Readers Write: Ruling against public employees unions restores fairness

The Island Now

Every great cause begins as a movement, becomes a business, and eventually degenerates into a racket.” – Eric Hoffer

There is little that I do not detest in the politics of the current administration in Washington, and that extends to a stolen Supreme Court seat awarded on such cynical manipulation, I can hardly see how Judge Gorsuch could permit himself any sense of personal dignity.

Unfortunately, the sense of shame that once prevented people from benefiting in such unseemly and corrupt ways seems to have been vacated from our public ethic.

However, this sense of entitlement extends to many sectors of society, including our public service unions who got nothing less than they deserved and perhaps even caused themselves, with the ruling in the Janus case.

Let me be clear: if any employee of any company is exploited, underpaid, or whose services and sacrifice are abused in any way, shape or form, I will stand with that employee to assert their rights.

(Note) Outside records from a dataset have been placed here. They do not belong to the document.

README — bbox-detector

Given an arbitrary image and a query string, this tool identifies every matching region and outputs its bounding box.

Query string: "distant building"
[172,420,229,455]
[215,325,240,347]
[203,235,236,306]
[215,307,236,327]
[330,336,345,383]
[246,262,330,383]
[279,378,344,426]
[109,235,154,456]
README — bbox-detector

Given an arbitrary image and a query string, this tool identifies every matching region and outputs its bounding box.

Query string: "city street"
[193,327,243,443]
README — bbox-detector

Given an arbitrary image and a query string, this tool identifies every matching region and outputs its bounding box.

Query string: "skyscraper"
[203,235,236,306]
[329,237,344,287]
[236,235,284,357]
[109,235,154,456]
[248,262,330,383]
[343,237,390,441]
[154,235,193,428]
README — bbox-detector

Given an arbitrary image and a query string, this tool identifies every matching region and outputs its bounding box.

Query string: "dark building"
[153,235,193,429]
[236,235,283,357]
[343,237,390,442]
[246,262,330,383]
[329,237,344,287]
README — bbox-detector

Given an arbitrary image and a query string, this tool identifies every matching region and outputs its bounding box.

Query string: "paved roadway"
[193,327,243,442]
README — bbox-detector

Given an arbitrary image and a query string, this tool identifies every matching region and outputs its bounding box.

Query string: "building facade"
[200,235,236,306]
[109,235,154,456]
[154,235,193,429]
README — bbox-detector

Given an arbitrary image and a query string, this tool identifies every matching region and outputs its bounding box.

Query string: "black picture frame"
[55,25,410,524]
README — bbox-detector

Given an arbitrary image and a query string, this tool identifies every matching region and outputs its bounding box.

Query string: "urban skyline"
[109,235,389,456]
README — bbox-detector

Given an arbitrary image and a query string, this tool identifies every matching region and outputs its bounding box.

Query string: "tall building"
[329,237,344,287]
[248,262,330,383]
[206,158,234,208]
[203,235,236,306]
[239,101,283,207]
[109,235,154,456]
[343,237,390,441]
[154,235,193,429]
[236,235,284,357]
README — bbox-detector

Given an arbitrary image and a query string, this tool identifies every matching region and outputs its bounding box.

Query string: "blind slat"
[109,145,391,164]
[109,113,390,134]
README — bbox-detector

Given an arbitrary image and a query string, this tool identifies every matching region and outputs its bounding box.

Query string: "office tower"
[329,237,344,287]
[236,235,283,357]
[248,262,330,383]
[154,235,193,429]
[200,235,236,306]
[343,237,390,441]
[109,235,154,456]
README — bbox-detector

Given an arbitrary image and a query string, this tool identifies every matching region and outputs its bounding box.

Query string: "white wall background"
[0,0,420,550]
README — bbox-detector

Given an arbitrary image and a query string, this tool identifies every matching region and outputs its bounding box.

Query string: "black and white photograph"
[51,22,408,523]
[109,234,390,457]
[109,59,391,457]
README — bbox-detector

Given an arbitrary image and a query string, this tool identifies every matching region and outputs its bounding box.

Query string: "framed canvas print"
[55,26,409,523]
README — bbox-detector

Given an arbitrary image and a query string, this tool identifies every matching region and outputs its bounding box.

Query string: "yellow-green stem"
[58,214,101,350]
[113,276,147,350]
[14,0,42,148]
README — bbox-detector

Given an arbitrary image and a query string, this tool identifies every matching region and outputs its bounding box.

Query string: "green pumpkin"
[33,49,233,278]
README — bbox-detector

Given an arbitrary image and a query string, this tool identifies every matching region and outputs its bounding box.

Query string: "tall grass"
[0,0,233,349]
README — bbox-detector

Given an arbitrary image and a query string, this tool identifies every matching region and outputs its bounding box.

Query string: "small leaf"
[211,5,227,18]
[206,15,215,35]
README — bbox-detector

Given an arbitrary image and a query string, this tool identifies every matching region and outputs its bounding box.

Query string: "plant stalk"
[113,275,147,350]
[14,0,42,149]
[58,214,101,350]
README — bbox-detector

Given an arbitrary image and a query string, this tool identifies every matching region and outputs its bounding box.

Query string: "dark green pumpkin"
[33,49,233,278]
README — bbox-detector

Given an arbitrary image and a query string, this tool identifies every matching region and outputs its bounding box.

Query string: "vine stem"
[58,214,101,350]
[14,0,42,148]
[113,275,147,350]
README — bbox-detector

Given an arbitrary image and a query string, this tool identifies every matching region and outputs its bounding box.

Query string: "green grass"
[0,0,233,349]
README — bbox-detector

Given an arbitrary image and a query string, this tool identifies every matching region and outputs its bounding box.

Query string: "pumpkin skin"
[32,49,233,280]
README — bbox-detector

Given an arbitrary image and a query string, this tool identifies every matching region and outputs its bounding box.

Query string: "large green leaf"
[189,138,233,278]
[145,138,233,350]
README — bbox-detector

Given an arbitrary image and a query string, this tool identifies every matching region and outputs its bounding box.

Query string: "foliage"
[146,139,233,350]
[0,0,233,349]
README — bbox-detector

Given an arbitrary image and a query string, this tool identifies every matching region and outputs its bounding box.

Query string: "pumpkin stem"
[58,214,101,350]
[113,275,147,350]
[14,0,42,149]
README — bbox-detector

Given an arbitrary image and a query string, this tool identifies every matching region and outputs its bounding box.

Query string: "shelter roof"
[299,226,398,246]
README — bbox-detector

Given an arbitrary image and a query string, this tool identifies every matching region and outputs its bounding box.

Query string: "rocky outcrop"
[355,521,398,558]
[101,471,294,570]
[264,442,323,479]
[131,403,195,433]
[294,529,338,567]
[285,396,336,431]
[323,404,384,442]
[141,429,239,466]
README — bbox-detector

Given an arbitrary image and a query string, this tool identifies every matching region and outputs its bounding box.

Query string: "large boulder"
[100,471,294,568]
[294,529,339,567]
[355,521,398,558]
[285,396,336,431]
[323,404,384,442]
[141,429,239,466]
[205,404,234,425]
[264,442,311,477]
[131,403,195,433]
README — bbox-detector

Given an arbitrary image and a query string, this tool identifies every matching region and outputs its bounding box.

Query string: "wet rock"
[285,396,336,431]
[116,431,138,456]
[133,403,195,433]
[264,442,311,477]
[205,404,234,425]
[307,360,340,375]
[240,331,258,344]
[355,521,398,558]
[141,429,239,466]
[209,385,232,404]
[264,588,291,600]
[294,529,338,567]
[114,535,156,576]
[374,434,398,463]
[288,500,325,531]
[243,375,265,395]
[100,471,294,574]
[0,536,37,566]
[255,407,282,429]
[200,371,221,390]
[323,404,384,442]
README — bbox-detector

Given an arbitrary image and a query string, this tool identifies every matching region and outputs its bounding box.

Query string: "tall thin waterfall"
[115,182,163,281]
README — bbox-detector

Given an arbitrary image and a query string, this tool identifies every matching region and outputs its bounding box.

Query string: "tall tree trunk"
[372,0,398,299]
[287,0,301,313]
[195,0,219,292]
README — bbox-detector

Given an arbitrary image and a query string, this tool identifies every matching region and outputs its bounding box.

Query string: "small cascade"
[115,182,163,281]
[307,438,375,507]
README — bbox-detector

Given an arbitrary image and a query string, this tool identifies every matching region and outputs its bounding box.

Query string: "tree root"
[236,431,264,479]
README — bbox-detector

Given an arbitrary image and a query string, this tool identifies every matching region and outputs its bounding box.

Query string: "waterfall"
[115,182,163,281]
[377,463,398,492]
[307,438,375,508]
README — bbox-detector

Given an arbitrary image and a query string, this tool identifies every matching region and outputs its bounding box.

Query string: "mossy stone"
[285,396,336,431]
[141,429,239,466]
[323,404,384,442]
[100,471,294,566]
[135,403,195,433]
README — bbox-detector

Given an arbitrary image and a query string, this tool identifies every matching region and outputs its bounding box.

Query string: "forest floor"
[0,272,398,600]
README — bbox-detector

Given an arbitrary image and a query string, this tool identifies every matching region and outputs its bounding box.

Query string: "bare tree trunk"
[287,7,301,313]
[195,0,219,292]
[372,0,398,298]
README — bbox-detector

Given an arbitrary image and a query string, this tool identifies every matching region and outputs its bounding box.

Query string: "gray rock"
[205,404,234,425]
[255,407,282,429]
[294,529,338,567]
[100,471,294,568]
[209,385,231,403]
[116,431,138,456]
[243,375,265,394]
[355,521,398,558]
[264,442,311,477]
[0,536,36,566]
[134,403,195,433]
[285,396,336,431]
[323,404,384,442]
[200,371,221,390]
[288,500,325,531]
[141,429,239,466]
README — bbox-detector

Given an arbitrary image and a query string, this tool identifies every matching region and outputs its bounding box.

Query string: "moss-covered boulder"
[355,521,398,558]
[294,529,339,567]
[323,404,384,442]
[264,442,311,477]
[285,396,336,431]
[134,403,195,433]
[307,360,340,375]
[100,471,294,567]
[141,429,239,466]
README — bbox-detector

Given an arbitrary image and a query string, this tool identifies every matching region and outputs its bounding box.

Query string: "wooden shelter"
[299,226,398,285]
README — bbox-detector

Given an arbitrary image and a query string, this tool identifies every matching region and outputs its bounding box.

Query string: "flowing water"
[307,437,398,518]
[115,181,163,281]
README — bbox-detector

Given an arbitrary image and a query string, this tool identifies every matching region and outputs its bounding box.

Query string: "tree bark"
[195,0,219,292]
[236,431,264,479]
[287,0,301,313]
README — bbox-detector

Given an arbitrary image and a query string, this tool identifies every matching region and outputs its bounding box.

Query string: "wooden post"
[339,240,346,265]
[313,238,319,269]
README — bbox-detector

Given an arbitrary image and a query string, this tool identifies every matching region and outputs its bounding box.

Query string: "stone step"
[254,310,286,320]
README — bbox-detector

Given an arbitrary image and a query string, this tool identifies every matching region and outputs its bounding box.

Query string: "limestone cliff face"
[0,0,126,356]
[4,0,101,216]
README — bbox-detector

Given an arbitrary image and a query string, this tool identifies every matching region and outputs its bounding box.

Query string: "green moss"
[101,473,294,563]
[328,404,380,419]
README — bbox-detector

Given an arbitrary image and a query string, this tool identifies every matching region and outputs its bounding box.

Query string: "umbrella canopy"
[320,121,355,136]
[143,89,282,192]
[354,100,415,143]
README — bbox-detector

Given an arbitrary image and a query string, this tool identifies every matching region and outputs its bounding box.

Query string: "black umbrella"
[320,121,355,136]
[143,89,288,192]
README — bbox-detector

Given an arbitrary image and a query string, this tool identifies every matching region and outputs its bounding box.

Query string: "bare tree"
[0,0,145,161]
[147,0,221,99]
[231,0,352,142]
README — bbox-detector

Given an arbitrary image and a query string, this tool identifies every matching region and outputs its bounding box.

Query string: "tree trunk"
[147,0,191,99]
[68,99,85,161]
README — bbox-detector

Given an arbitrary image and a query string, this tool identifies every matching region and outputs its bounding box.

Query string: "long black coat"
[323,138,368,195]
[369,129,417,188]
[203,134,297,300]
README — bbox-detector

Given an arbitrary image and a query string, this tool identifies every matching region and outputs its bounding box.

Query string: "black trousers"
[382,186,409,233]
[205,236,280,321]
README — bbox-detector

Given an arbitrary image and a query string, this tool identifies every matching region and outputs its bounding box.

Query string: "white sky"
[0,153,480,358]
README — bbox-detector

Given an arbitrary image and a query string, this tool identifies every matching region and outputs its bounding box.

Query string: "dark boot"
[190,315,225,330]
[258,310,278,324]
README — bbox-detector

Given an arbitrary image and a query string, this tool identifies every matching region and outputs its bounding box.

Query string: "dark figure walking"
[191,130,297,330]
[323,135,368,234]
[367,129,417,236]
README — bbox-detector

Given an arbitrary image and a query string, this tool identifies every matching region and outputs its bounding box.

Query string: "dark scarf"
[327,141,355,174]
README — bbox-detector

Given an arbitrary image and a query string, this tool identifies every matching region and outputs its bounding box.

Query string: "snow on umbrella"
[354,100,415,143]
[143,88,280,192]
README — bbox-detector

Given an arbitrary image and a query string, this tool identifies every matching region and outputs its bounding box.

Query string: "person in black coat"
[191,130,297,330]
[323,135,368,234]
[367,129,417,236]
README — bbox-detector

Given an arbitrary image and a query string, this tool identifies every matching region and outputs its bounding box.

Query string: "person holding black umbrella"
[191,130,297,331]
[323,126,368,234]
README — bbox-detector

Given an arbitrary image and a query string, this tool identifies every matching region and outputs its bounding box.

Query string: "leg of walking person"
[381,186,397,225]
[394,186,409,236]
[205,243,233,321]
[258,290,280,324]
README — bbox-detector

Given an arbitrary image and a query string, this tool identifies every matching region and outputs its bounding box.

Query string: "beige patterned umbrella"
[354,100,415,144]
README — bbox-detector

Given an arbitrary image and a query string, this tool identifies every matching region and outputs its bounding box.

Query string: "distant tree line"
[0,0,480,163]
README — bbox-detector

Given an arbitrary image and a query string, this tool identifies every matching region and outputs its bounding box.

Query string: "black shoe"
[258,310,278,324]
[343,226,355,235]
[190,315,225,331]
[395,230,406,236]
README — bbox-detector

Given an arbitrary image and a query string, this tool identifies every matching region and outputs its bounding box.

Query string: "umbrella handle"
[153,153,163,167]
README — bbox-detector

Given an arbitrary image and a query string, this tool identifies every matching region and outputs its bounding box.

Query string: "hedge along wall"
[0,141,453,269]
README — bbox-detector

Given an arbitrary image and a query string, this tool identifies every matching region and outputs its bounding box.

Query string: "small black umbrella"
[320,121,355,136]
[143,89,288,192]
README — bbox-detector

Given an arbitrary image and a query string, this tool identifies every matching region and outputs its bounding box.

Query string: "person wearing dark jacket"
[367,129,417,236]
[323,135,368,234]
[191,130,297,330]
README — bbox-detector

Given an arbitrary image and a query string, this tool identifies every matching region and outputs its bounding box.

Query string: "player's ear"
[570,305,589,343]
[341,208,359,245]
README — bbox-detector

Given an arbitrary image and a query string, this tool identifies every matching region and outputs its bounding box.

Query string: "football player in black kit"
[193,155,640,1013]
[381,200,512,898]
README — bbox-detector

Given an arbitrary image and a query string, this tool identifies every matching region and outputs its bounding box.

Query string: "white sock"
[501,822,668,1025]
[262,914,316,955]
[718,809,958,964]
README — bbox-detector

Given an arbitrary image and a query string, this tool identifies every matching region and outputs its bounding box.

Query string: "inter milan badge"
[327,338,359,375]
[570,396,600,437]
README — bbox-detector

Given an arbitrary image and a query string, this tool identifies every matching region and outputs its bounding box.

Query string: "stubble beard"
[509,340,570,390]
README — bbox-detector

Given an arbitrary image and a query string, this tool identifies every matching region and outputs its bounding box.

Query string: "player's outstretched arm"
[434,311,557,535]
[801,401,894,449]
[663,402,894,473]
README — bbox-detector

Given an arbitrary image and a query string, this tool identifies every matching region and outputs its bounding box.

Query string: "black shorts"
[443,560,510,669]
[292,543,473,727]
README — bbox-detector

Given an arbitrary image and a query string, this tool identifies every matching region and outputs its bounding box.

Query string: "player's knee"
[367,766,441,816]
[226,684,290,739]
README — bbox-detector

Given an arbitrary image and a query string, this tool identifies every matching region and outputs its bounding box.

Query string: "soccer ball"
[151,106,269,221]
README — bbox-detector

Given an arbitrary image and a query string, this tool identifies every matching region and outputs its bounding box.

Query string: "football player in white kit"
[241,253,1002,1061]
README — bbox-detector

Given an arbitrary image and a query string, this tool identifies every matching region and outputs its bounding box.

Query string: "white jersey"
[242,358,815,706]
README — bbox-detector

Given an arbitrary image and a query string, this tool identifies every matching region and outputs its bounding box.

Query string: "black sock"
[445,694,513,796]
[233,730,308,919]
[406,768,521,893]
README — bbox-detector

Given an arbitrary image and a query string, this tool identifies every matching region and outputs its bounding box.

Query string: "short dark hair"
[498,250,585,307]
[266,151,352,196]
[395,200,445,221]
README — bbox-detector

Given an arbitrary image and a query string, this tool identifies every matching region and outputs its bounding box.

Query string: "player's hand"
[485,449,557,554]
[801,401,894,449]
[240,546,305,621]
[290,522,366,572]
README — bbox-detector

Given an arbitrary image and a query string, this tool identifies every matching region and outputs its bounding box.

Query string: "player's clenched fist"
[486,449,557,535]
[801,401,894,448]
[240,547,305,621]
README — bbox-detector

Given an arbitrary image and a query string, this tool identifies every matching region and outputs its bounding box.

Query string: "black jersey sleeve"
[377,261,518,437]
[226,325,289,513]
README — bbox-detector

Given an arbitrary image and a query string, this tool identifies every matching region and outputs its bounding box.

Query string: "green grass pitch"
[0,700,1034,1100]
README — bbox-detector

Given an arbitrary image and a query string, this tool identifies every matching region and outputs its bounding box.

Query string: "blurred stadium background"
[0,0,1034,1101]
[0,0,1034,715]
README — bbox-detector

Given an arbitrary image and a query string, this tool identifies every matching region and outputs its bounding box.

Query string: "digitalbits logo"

Dignity is not a privilege.

It’s a responsibility of the employer, along with producing a product or service, to provide it for their workforce. With power comes responsibility.

But the abuse of power is hardly limited to management.

Because over the years, in certain parts of the country, notably our own, this power has been egregiously abused. And that abuse comes from the civil services creating a captive government, comprised of spineless elected officials, who are content to let the county remain in perpetual insolvency with dystopian policies, rather than make the right choices.

In a certain sense, the unions’ success in obtaining out-sized remuneration for their members was almost accidental: thanks to the unrestrained costs of health insurance, and public service employees and teachers pay such a small portion of it, the burden falls on the homeowner and the taxpayer, putting an automatic, annualized tax elevator as costs rise, with nothing in place to restrain it.

That’s on top of the taxpayer funding their own double-digit hikes for coverage.

Twenty years ago, this arrangement was problematic.

Today, it’s disastrous.

There is also a knock-on effect: commercial property taxation is so off the chart, the county has to offer generous abatements just to get businesses to stay, much less locate here. That revenue shift has to be made up somewhere. If you need a clue who that is, it’s someone reading this.

The unions, in order to justify what is nothing more than the systemic looting of other workers and businesses in the county, have embarked on an endless campaign of self-adulation.

Read any teacher message board online to marvel at this institutionalized narcissism: The NYSUT has every third-grade teacher convinced they’re storming the beaches at Normandy every semester.

The message here is they’re worth every penny and more, and to hell with whoever they impoverish or displace.

The obvious solution and one which will happen one day is that each person is responsible for funding their own health insurance, (and pensions) and the costs effectively siloed individually.

Not only is it manifestly absurd for someone working two jobs to fund the retirement and health care of someone with a $200,000 pension, it should be dawning on American businesses that adding health insurance to the cost of production affects our own competitiveness, which is something we can’t hang on China.

But think of the benefits.

Property taxes are slashed, especially critical under the new tax laws, and we become newly competitive again, on our own merits, not on giveaways.

Economic distortions melt away, and the property tax system may begin to function with a glimmer of normality.

The Janus ruling could erode public service union leverage.

That is indeed a shame because there are parts of the country where teachers and law enforcement are grotesquely under-compensated, and even under-equipped with basic supplies, something I am greatly appreciative of not having to put up with here.

No teacher in this country should take a penny out of their pocket for so much as a pencil. But there’s such a thing as overplaying your hand.

No doubt alarm bells are ringing at the CSEA, ASFCME, and NYSUT offices.

They should be afraid. They should also acknowledge that they are no less avaricious than any hedge fund manager. But like Judge Gorsuch, I doubt they’ll acknowledge their own hand in their duplicity.

And that is because from the Supreme Court to the Village Hall, our national polity is in ruins.